『零時の決算・孤独なプロペラ(羽根)の咆哮』
深夜二時。住之江競艇場のモーター整備室。
静まり返った場内に、煌々と照らされた蛍光灯が青白い光を落としている。その下で、ただ一人、黙々とプロペラを叩き続ける佐伯健太の姿があった。
昼間の「二着」という結果。それは、お腹を壊したパグを抱え、左腕一本のハンデを背負った状態での戦いとしては、世間的には賞賛されるべき数字だろう。しかし、元・特命係長であり、完璧な帳簿を求める健太にとっては、それは一円の端数も許されない計算における「完全な敗北」と同義であった。
「……ここを〇・一ミリ、内側に向けて僅かに絞る。そうすれば、水の抵抗を『逃げ』のエネルギーに変換できる。スエの重心移動がコンマ数秒遅れたとしても、機体が自律的に住之江の『うねり』をいなすはずだ……」
カツン、カツンと正確なリズムで刻まれる金属音。健太は、完治したばかりの右腕の筋肉をフルに使い、ハンマーを介して金属の羽根に自らの「執念」を叩き込んでいた。
作業台の足元では、キャリーバッグの中で丸くなるスエの姿があった。
昼間の腹痛による消耗は激しく、時折「フガッ……」と苦しげな寝言を漏らしている。だが、その鼻は本能的に健太の作業音を、そして主人の覚悟を聞き取っているようだった。
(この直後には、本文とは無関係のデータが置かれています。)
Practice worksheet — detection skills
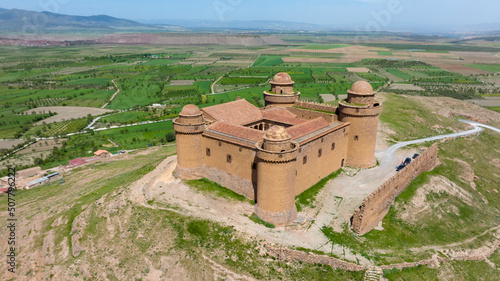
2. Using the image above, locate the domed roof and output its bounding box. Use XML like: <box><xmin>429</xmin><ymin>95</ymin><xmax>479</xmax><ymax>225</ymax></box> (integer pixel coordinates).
<box><xmin>264</xmin><ymin>126</ymin><xmax>290</xmax><ymax>141</ymax></box>
<box><xmin>349</xmin><ymin>81</ymin><xmax>373</xmax><ymax>94</ymax></box>
<box><xmin>179</xmin><ymin>104</ymin><xmax>201</xmax><ymax>115</ymax></box>
<box><xmin>271</xmin><ymin>72</ymin><xmax>294</xmax><ymax>84</ymax></box>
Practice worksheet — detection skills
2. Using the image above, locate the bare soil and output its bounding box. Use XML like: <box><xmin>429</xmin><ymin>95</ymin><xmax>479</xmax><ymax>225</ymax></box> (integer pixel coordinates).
<box><xmin>0</xmin><ymin>139</ymin><xmax>25</xmax><ymax>149</ymax></box>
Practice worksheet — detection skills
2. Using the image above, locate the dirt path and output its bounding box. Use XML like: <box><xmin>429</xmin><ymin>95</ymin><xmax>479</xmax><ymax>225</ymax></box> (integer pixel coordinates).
<box><xmin>131</xmin><ymin>118</ymin><xmax>500</xmax><ymax>266</ymax></box>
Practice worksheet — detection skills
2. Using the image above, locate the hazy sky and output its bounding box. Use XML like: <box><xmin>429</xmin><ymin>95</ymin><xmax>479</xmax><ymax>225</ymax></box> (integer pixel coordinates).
<box><xmin>0</xmin><ymin>0</ymin><xmax>500</xmax><ymax>30</ymax></box>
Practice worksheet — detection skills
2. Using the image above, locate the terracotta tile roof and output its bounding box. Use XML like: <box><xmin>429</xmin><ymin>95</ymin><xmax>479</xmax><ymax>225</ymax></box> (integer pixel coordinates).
<box><xmin>201</xmin><ymin>99</ymin><xmax>262</xmax><ymax>125</ymax></box>
<box><xmin>286</xmin><ymin>117</ymin><xmax>330</xmax><ymax>140</ymax></box>
<box><xmin>208</xmin><ymin>122</ymin><xmax>266</xmax><ymax>142</ymax></box>
<box><xmin>262</xmin><ymin>107</ymin><xmax>297</xmax><ymax>118</ymax></box>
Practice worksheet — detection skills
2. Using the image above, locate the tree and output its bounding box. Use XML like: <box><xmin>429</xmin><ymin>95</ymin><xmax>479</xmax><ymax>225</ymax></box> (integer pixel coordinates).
<box><xmin>165</xmin><ymin>131</ymin><xmax>175</xmax><ymax>142</ymax></box>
「……スエ。お前がタコに負けてくれたおかげで、ようやく重要な『欠損』に気づくことができたよ。俺は、お前の完璧な重心移動という外部資産に依存しすぎていたんだ」
健太はプロペラを電球の光にかざし、表面の微細な歪みを冷徹にチェックする。
「お前が動けない時でも、お前を背負い、お前を守りながら勝つ。それこそが、リスクを分散させた本当の『共同経営』だ……。今の俺なら、お前の不調すら利益に変える計算式を立てられる」
「……随分と、無茶なセッティングにするのね。その角度、一枚間違えれば直進安定性をすべて失うわよ。佐伯さん」
背後から響いたのは、凛とした、しかしどこか温かい温度を含んだ声。
振り向くと、そこには私服のコートを羽織った霧島麗華が立っていた。手には、場違いなコンビニのビニール袋を提げている。
「霧島さん……。こんな時間にどうして。夜更かしは美容という名の資産に悪影響を及ぼしますよ」
「うるさいわね。……あんたが深夜残業(ペラ整備)して、一人で帳簿を合わせようとしているなんて、私の計算通りよ。ほら、これ。差し入れ」
作業台に置かれたのは、温かい缶コーヒーと、スエ用の「低刺激・お腹に優しい消化吸収ミルク」であった。
「明日の第十二レース、あんたの隣のコースを走るのは私よ。……二着という『赤字』で満足しているような男を叩き潰しても、東京支部の女王としての名に傷がつくわ。さっさとその『羽根』を仕上げなさい。最高の状態で、私に監査されなさいよね」
麗華はそれだけ言い残すと、ヒールの音を響かせて整備室を去っていった。
麗華が去った後、健太は再びハンマーを握った。
その音に導かれるようにスエが目を覚まし、朦朧としながらもキャリーバッグから這い出し、健太の足元にそっと体を擦り寄せた。
「……起きたか、スエ。麗華さんからの特別配当だ。しっかり飲んで、腹の『債務不履行』を解消しておけ」
差し出されたミルクを一口、また一口と飲み干したスエの瞳に、僅かな、しかし確かな知性の光が戻る。その瞬間、健太の脳裏に、明日の優勝戦へ続く「勝利の軌道」が鮮明に浮かび上がった。
「……よし。完成だ。スエ、これがお前と俺の、これまでのすべてを覆す『最強の修正申告』だ」
磨き上げられたプロペラが、深夜の照明を反射して黄金色に輝く。それは、難波大吾の剛腕による力押しも、住之江の魔物が生み出す不規則な波も、すべてを無効化する「絶対的な正解」の輝きであった。
夜明けの光が、住之江のコンクリートの隙間から差し込み始める。
傷だらけのおじさんと、復活の狼煙を上げたパグ。
彼らの「本当のグランプリ」は、今この瞬間、確定申告(レース公示)の時を迎えた。